Bolivian woman, Julia Flores Colque at nearly 118 years old is regarded as the oldest person in the world- but what’s her secret?
Local reports have told of a nearly 118 year old Bolivian woman as being the oldest human being (alive) in the world.
Born October 26, 1900 and aged 117 and 10 months old (according to her national identity card) Julia Flores Colque is thought to be the oldest woman in the Andean nation and perhaps the oldest living person in the world.
Despite Colque’s staggering and purported age, the Guiness World Records has told of not having received an application for the elderly woman. A point of reference that has left Flores Colque nonplussed as her record has not been confirmed.
To boot, the woman who still sings in her indigenous Quechua tongue has not even heard of the reference book.
In her long life, the Bolivian woman who hails from the rural town of Sacaba has witnessed two world wars, local revolutions and the transformation of her home town from having a population of 3,000 people to a bustling city of more than 175,000 in five decades.
When not singing or strumming on her tiny Andean guitar known as the charango, Flores Colque enjoys the company of her dogs, cats and chickens. She is lucid and full of life, and she loves a good cake (but how much sugar?) and singing folkloric songs in Quechua to anyone who comes to visit the dirt-floor adobe home she shares with her 65-year-old grand-niece, Agustina Berna.
Explained Flores Colque to reporters, ‘If you would have told me you were coming, I’d have remembered all the songs.’
Growing up, the now-centenarian herded sheep and llamas in the Bolivian highlands until she moved in her teenage years to a valley, where she began selling fruits and vegetables.
The produce became her main source of sustenance, and she still maintains a healthy diet though she does indulge in the occasional cake and glass of soda. She never married and has no children – which might say something about dealing with stress and heartache or the absence of familial love.

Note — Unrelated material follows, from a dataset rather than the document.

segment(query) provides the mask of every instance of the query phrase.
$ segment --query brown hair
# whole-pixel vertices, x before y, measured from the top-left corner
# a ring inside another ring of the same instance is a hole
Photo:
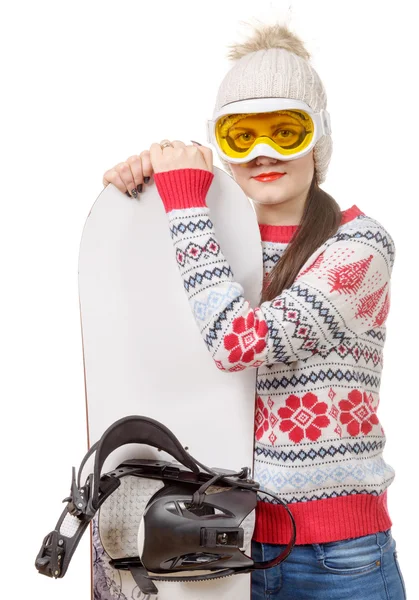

The previously world’s oldest person, a 117-year-old Japanese woman, died earlier this year. Nabi Tajima was born on August 4 1900. Her passing apparently leaves Ms Flores Colque as the world’s oldest living person.
Birth certificates did not exist in Bolivia until 1940, and births previously were registered with baptism certificates provided by Roman Catholic priests. Ms Flores Colque’s national identity card, however, has been certified by the Bolivian government.
Her longevity is striking in Bolivia, which still has one of South America’s highest levels of mortality, according to the UN’s Economic Commission for Latin America and the Caribbean.
The Sacaba mayor’s office has named Ms Flores Colque a living heritage. The office and a private foundation have improved her home, building a brick path where she walks, and a shower and toilet with a railing so the centenarian can safely make her way to the bathroom at night.
Which is to suggest a caring community and local foundations have come to the elderly woman’s aid and enabled her to maintain a sane sense of mind and the faculties of being.
Just a few years ago, she still walked briskly. But then she fell and hurt her back, with a local doctor saying she would never walk again. She proved the doctor wrong.